A 3D SEMIANALYTICAL MODEL FOR SIMULATING THE PROPPANT STRESSES AND EMBEDMENT IN FRACTURED RESERVOIR ROCKS

Abstract

Hydraulic fracturing uses substantial amounts of proppants to keep the fracture open. The arrangement of proppants inside the fracture depends on several parameters that are included in the pad stage, slurry stage, and rock properties. Lower amounts of proppants can befitted close to the fracture tip due to the limited fracture width. Therefore only one layer of proppants might form, either as a compacted monolayer or a less compacted partial monolayer. The interaction of rock and proppant during drawdown can lead to proppant embedment in ductile formations, and proppant or rock crushing in brittle formations. Both cases cause a loss of fracture conductivity, which directly impacts well productivity. A better understanding of the relationship that exists between proppants and rocks can allow better treatment designs.
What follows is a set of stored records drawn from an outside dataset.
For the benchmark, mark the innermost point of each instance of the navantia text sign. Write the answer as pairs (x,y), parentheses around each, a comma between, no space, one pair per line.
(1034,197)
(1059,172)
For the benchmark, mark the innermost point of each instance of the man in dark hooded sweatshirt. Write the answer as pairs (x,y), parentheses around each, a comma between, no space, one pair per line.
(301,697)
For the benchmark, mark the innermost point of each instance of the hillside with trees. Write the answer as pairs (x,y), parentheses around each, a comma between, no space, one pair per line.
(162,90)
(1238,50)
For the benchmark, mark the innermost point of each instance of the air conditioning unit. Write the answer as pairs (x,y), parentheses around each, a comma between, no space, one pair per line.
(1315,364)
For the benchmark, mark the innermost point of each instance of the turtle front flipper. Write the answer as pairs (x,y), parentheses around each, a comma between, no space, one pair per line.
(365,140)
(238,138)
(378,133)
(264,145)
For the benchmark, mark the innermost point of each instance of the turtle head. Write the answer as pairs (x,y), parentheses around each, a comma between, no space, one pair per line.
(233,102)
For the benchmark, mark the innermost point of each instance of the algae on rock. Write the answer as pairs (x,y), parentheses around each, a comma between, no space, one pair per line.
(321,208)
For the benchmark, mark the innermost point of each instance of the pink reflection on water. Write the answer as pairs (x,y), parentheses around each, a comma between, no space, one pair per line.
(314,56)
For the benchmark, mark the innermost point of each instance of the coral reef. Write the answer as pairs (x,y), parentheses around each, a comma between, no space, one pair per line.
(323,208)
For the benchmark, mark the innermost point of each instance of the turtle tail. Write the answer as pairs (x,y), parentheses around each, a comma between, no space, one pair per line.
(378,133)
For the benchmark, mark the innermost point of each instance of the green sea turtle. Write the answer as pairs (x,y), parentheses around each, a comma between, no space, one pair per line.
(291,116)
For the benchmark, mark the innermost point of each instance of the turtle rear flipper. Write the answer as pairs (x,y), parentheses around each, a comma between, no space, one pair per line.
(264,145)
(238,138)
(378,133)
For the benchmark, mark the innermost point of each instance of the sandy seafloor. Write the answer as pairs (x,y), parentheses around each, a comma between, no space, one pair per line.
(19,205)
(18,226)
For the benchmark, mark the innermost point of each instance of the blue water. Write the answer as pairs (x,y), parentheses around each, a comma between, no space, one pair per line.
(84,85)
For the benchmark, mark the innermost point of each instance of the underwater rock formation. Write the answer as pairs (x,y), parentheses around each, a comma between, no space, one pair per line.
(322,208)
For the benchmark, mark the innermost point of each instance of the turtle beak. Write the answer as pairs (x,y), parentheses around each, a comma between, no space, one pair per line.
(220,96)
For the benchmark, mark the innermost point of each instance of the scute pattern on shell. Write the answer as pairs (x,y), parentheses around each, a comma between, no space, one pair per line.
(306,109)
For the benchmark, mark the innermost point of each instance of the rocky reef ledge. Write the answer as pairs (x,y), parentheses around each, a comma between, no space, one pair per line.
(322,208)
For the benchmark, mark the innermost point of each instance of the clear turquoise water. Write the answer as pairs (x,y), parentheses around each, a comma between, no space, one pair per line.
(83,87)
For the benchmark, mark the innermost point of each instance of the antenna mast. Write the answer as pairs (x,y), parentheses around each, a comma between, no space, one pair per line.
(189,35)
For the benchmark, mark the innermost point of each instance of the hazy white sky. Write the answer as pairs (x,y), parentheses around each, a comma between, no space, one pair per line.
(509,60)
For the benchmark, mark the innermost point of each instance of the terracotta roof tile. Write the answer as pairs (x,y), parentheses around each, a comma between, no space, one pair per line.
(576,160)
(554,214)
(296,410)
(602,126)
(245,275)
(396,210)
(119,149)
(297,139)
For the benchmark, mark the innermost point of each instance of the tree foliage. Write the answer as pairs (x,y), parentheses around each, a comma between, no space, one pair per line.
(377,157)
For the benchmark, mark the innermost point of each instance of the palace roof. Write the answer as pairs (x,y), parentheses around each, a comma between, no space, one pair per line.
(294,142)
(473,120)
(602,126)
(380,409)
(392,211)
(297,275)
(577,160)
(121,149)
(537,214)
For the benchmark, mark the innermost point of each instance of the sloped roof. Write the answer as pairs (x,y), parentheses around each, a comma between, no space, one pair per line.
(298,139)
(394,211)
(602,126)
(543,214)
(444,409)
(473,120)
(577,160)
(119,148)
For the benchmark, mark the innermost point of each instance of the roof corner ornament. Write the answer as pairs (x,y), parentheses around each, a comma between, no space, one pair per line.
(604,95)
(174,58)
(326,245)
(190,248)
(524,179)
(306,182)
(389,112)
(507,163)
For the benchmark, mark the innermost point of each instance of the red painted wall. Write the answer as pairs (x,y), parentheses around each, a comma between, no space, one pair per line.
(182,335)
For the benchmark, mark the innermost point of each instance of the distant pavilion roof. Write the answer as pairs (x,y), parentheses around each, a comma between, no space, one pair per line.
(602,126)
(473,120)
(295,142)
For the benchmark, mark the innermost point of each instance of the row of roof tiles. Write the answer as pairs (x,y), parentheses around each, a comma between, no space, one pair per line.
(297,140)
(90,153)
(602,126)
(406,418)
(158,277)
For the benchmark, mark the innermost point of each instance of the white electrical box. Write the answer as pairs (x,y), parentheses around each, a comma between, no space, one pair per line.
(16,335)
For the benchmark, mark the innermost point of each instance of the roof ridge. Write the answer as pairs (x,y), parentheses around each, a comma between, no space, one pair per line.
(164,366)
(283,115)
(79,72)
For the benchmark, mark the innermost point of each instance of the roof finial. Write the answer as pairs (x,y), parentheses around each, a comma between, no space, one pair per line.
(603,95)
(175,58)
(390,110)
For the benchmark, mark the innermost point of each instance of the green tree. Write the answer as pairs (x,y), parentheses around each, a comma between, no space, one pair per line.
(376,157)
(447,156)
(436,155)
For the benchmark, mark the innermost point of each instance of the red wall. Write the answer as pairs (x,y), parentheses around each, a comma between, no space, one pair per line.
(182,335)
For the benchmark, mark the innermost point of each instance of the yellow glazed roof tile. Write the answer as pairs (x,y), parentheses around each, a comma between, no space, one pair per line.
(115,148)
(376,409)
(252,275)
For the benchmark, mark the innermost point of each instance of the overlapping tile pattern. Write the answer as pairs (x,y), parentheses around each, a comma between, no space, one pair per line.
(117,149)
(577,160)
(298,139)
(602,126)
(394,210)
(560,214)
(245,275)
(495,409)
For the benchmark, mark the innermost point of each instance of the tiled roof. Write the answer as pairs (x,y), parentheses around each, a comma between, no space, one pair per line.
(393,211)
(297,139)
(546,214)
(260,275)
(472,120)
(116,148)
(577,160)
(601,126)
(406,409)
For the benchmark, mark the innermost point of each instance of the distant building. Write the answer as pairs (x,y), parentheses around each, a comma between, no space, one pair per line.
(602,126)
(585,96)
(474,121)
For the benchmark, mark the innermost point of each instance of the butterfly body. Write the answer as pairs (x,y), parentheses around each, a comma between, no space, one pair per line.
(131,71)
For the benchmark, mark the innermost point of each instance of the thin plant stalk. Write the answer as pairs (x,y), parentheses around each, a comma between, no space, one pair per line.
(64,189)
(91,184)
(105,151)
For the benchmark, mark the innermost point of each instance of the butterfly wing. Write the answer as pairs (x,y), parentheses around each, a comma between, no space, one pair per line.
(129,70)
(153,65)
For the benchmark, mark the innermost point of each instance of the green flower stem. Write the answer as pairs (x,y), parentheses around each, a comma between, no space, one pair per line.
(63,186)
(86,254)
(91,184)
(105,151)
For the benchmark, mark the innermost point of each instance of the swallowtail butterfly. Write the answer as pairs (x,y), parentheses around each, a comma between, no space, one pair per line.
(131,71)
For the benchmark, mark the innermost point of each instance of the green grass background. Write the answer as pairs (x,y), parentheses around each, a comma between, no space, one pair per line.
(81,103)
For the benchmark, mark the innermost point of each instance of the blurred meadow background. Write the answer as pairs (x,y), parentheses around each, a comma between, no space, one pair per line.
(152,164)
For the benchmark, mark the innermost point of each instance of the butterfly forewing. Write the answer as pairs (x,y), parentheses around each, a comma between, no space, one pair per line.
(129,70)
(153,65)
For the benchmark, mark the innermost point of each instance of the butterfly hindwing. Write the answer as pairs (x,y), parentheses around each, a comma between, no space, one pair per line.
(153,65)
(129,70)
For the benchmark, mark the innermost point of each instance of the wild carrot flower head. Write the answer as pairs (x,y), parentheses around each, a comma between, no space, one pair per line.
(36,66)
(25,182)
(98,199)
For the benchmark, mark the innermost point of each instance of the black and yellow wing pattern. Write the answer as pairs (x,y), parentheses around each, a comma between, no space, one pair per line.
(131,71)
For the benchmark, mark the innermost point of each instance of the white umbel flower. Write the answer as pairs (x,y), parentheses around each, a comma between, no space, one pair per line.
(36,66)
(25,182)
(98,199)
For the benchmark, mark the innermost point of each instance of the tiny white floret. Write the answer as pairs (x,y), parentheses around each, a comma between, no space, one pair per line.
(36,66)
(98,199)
This interaction is investigated in this study through the development of a semianalytical model. This model uses the basis of contact mechanics for sphere-plane interactions to find the deformation profile of the fracture. Different parameters were considered in this study, including proppant size and arrangement. The results were compared with an existing analytical model and a numerical model. The simulation results suggest that using nonuniform proppant sizes in a fractured rock can have a significant impact on the crushing and embedment of proppants. Furthermore, a mixture of proppant sizes can provide a better fracture conductivity for the cases considered in this study. The ultimate compressive strength of the larger-sized proppants is a critical parameter in the success of this design.